De surcroit, le droit des étranger∙ères se retrouve confronté à l’irrégularité des pratiques du quotidien. La Tunisie est enraillée par un système de l’informel, dont souffrent les Tunisien∙nes eux-mêmes : corruption, pots de vin, ktef (« réseau, capital social, connaissances haut placées ») soudoiement pour obtenir un service sont des pratiques courantes qui poussent à vivre et travailler dans l’informel, de manière non déclaré et donc non couvert/assuré. En effet, les lois, les procédures, la lourdeur administrative et la retenue à la source importante poussent employeur∙ses et employé∙es à travailler hors du cadre déclaré et légal. En Tunisie, le secteur informel représente 44,8% des emplois (INS 2020). Si un∙e Tunisien∙ne sur deux travaille de manière non déclarée, comment un∙e étranger∙ère, déjà discriminé légalement, peut-il défier ces statistiques ? Il est pourtant demandé à des étranger∙ères mis en situation de vulnérabilité de se soumettre à des lois qu’une partie de la société contourne. Par exemple, la régularisation des étranger∙ères via leur est très difficile au vue des conditions d’obtention de la carte de séjour... Elles requièrent de réunir un nombre colossal de documents qu’il est parfois tout bonnement impossible d’obtenir pour le ou la demandeur∙se. A titre d’exemple, pour obtenir une carte de séjour, il est nécessaire de fournir un contrat de bail de location de logement visé de la recette des finances alors que les propriétaires ne déclarent pas tous leur logement aux impôts à cause des frais engendrés ; dans le meilleur des cas, le ou la propriétaire établit un contrat de bail de 6 mois, ce qui est insuffisant pour pouvoir déposer une dossier de régularisation. Pour obtenir une carte de séjour en tant que travailleur∙se, il est aussi nécessaire de fournir un contrat de travail visé du ministère de l’Emploi qui agit lui-même selon des procédures opaques, au cas par cas et selon le bon vouloir de certain∙es fonctionnaires.
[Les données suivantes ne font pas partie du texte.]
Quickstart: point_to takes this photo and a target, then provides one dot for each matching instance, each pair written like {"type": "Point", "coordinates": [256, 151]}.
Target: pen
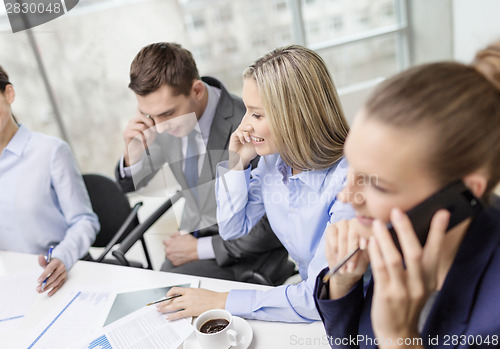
{"type": "Point", "coordinates": [165, 299]}
{"type": "Point", "coordinates": [339, 265]}
{"type": "Point", "coordinates": [48, 259]}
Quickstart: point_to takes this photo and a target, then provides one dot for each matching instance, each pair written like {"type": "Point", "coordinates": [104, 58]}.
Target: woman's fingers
{"type": "Point", "coordinates": [392, 259]}
{"type": "Point", "coordinates": [432, 248]}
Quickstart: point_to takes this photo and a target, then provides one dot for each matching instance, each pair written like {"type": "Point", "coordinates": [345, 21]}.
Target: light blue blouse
{"type": "Point", "coordinates": [299, 208]}
{"type": "Point", "coordinates": [43, 199]}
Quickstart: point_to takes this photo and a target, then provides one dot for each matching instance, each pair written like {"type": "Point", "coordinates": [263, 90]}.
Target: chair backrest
{"type": "Point", "coordinates": [111, 206]}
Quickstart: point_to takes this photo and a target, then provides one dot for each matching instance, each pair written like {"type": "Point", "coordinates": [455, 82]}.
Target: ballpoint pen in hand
{"type": "Point", "coordinates": [48, 259]}
{"type": "Point", "coordinates": [165, 299]}
{"type": "Point", "coordinates": [339, 265]}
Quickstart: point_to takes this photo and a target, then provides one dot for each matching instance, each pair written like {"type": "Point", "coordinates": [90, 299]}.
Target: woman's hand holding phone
{"type": "Point", "coordinates": [241, 148]}
{"type": "Point", "coordinates": [401, 290]}
{"type": "Point", "coordinates": [342, 238]}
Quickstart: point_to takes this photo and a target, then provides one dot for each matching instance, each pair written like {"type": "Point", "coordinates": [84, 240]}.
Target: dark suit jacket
{"type": "Point", "coordinates": [202, 215]}
{"type": "Point", "coordinates": [468, 304]}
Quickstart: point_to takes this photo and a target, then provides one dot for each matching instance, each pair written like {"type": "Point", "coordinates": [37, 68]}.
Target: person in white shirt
{"type": "Point", "coordinates": [43, 201]}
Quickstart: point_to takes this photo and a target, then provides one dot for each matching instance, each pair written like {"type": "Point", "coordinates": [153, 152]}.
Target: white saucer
{"type": "Point", "coordinates": [241, 326]}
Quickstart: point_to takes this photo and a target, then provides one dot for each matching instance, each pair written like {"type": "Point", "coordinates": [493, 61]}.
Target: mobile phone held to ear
{"type": "Point", "coordinates": [455, 197]}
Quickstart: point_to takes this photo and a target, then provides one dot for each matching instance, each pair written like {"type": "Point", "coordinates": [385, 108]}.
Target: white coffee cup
{"type": "Point", "coordinates": [223, 339]}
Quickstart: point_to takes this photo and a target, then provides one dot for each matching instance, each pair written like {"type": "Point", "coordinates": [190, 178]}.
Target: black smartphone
{"type": "Point", "coordinates": [455, 197]}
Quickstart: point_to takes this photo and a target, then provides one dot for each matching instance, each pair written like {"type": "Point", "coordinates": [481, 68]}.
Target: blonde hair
{"type": "Point", "coordinates": [301, 103]}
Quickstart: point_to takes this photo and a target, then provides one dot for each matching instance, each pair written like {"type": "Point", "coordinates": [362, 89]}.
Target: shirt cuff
{"type": "Point", "coordinates": [205, 248]}
{"type": "Point", "coordinates": [239, 302]}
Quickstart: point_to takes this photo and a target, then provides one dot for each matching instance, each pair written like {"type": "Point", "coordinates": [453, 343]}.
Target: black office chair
{"type": "Point", "coordinates": [115, 215]}
{"type": "Point", "coordinates": [138, 232]}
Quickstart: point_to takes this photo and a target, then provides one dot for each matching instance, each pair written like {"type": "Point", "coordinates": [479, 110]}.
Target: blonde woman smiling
{"type": "Point", "coordinates": [294, 121]}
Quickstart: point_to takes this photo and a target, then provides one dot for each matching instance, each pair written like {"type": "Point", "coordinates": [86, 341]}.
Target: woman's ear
{"type": "Point", "coordinates": [476, 182]}
{"type": "Point", "coordinates": [9, 94]}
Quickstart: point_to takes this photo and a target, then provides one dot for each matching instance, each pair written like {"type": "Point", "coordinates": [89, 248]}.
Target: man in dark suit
{"type": "Point", "coordinates": [186, 122]}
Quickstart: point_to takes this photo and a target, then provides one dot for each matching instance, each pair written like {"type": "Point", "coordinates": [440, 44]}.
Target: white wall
{"type": "Point", "coordinates": [476, 23]}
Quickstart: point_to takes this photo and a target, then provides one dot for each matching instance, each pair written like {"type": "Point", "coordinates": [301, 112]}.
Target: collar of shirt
{"type": "Point", "coordinates": [312, 178]}
{"type": "Point", "coordinates": [206, 119]}
{"type": "Point", "coordinates": [18, 142]}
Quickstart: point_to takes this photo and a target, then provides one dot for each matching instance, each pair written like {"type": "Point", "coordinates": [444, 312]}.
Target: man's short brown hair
{"type": "Point", "coordinates": [163, 63]}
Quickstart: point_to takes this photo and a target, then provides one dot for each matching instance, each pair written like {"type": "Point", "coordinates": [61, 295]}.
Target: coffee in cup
{"type": "Point", "coordinates": [214, 326]}
{"type": "Point", "coordinates": [215, 330]}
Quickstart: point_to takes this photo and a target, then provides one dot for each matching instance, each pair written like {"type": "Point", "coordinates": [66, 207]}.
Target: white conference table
{"type": "Point", "coordinates": [116, 278]}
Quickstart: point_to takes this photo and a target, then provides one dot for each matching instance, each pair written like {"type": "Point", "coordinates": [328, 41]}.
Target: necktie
{"type": "Point", "coordinates": [191, 164]}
De plus, les rares commissariats habilités à traiter des cartes de séjour sont dépassés par le nombre de demandes et restent peu opérationnels (service non informatisé). Enfin, les conditions de traitement de ces étranger∙ères du Sud par les fonctionnaires du ministère de l’Intérieur ne sont nullement contrôlées. L’ensemble de ces conditions place l’étranger∙ère dans une inextricable situation de précarité et d’illégalité.
Ils et elles travaillent dans des secteurs où domine le travail informel (bâtiment, agriculture, commerce, services à la personne, etc.). Sans contrat de travail nécessaire à l’obtention d’une carte de séjour, ces travailleur∙es demeurent dans l’informalité. La clandestinité de l’employeur∙se et celle de l’employé∙e entrent en synergie pour créer une marginalité à dimensions multiples. L’« informel de l’informel » qui caractérise la relation de ces Subsaharien∙nes au monde du travail les rend doublement vulnérables et à la merci de leurs employeur∙ses. Ils et elles sont exploité∙es, sous-payé∙es ou volé∙es, sans moyen de faire valoir des droits qu’ils ne possèdent pas.
Les changements pour améliorer les droits des étranger∙ères opérés après la révolution de 2011 sont restés lettre morte. L’article 26 de la Constitution de 2014 qui consacre le droit d’asile politique est un droit aujourd’hui non effectif. Pour offrir des possibilités réelles d’intégration aux réfugié∙es, cela nécessiterait, a minima, un projet de loi et une totale refonte des lois sur les statuts des migrants, notamment en ce qui concerne le droit du travail. Cette absence de cadre légal délègue la gestion des réfugié∙es et demandeur∙ses d’asile au Haut-Commissariat des Réfugiés, alors que cette structure onusienne gère principalement le fait de placer les réfugié∙es dans un pays tiers et non le fait de les intégrer dans la société tunisienne. De plus, l’UNHCR est vivement critiqué pour sa gestion des réfugié∙es et la propagation de discours anti-migrant∙es. Ces réfugié∙es « coincés entre un système d’asile opaque et sous-traitance européenne » restent souvent sans perspectives d’avenir qu’il s’agisse d’intégration en Tunisie ou de réinstallation dans un pays tiers ou éventuellement le retour au pays. Le 11 avril 2023, le démontage par la police du camp de réfugiés devant l’UNHCR à coup de matraques et de gaz lacrymogène s’est effectué sur demande de l’organisation.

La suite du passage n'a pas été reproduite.